In its final decision, the Agency indicates that the record evidence shows, with respect to claims 1, 2 and 3, that Complainant did not suffer any adverse action as a result of the Agency's alleged conduct. However, in response to Complainant's claims, the Agency indicates that, concerning claim 1, a registered mail package had been reported missing since August 14, 2009. The Agency further indicates that the package was eventually found on October 27, 2009 by a clerk and reported to Complainant. There is no record evidence demonstrating that Complainant suffered any harm as a result of the missing package. Concerning claims 2 and 3, the Agency indicates that two window clerks contacted the Area Manager and informed him of Complainant's instructions to them not to follow the directions of Complainant's manager. According to the Agency, the Area Manager conducted an investigation into the allegation on November 12, 2009 and determined that according to the window clerks, Complainant advised them not to follow the Manager's instructions so that customers would complaint about the poor service given at the window for which the Manager would be held responsible. The Agency further indicates that although Complainant denied the allegations, the Area Manager spoke with Complainant over the telephone and reminded her that Agency employees are expected to conduct themselves in a matter that reflects favorably upon the Postal Service during work hours. The record discloses that ultimately, Complainant's job was not threatened nor was any adverse taken against Complainant.

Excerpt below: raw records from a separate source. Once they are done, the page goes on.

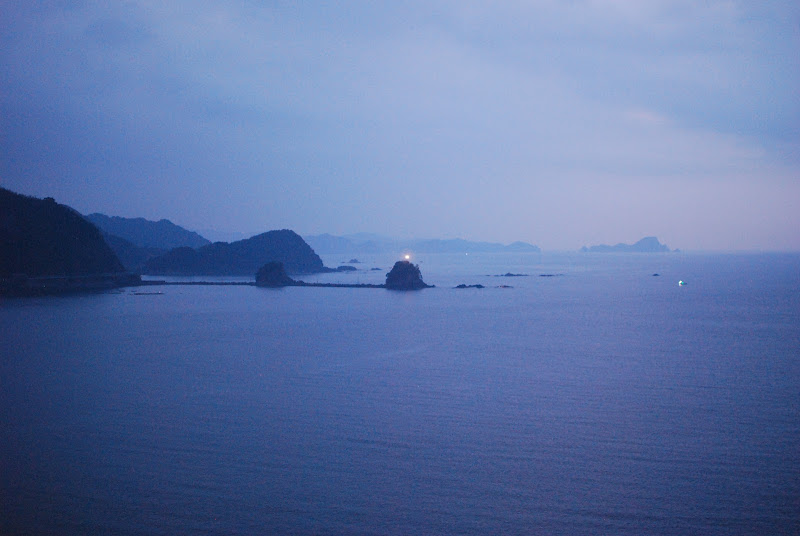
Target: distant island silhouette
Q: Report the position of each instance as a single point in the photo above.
(649, 244)
(137, 240)
(372, 244)
(243, 257)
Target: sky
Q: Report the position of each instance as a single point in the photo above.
(561, 123)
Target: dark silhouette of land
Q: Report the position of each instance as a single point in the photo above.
(162, 234)
(648, 244)
(403, 276)
(371, 244)
(137, 240)
(46, 247)
(243, 257)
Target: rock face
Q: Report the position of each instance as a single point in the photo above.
(39, 237)
(243, 257)
(405, 276)
(273, 275)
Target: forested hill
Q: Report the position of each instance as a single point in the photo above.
(243, 257)
(39, 237)
(162, 234)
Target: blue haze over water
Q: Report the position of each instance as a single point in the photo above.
(600, 401)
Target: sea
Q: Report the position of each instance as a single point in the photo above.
(588, 394)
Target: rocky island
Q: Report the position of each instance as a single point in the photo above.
(403, 276)
(648, 244)
(49, 248)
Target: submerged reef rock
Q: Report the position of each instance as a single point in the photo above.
(273, 275)
(405, 276)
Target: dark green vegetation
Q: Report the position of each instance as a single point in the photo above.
(405, 276)
(131, 256)
(39, 237)
(370, 244)
(162, 234)
(48, 248)
(273, 275)
(648, 244)
(137, 240)
(243, 257)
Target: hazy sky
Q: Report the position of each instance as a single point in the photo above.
(556, 122)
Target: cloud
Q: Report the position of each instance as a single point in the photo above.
(349, 117)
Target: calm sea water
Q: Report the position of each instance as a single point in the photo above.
(602, 400)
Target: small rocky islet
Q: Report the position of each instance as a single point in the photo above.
(403, 276)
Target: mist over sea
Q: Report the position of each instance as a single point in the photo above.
(599, 399)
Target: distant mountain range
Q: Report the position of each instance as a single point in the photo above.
(649, 244)
(162, 234)
(39, 237)
(369, 244)
(243, 257)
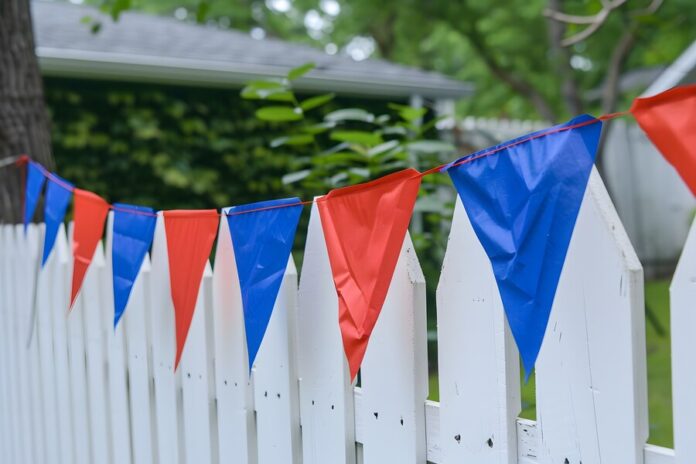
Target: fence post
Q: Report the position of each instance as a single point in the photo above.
(477, 358)
(683, 324)
(163, 346)
(394, 373)
(591, 372)
(276, 396)
(78, 375)
(235, 400)
(326, 393)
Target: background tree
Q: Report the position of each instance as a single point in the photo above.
(23, 117)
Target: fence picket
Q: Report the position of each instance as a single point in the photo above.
(58, 273)
(591, 373)
(394, 394)
(193, 370)
(235, 400)
(683, 323)
(477, 357)
(78, 376)
(326, 393)
(134, 324)
(163, 346)
(11, 453)
(276, 395)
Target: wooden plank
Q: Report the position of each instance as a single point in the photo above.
(9, 389)
(276, 395)
(115, 346)
(163, 348)
(591, 373)
(235, 400)
(326, 394)
(394, 393)
(134, 324)
(32, 248)
(43, 338)
(76, 357)
(193, 370)
(683, 325)
(477, 358)
(58, 277)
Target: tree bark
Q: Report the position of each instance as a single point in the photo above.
(24, 125)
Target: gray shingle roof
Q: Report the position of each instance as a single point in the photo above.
(144, 47)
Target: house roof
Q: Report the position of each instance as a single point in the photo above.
(681, 71)
(143, 47)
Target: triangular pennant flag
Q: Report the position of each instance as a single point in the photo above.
(134, 228)
(262, 237)
(523, 198)
(90, 215)
(190, 237)
(669, 120)
(364, 228)
(35, 183)
(58, 193)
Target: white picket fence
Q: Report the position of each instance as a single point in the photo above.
(82, 392)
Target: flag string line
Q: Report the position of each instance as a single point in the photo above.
(24, 160)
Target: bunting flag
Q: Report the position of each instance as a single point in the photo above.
(58, 194)
(522, 199)
(134, 229)
(669, 120)
(190, 237)
(90, 215)
(35, 183)
(364, 228)
(262, 239)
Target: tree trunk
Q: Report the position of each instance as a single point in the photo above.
(24, 127)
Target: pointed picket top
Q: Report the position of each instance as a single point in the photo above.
(364, 226)
(668, 119)
(190, 237)
(58, 194)
(90, 215)
(522, 198)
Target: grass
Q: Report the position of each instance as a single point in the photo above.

With regard to claim 4, the Agency indicates that Complainant was scheduled to work on Sunday, November 14, 2009 beginning at 4AM. The Agency further indicates that Complainant was advised that if she could not come in to work at 4am, she could come in at a later time. However, the record indicates that Complainant failed to show up for her shift and failed to call in to say that she would not be at work. Consequently, Complainant was found to be absent without leave for Sunday, November 14, 2009. The record is devoid of any evidence in support of Complainant's contention in claim 5 that her Manager threatened Complainant with physical harm on November 23, 3009. According to the Agency, Complainant's Manager contacted Complainant by telephone after she observed that the station lobby was full of customers. Complainant's Manager informed Complainant that she needed to go out and reduce the wait in line time to which Complainant allegedly replied, "I am not going to do anything, and what are you going to do." The Agency indicates that Complainant's Manager went to the lobby herself to help reduce the wit in line time. Complainant's Manager further indicates that after Complainant saw her Manager working in the lobby performing the job Complainant was initially instructed to do, Complainant complained that her Manager threatened her which physical harm as outlined in claim 5.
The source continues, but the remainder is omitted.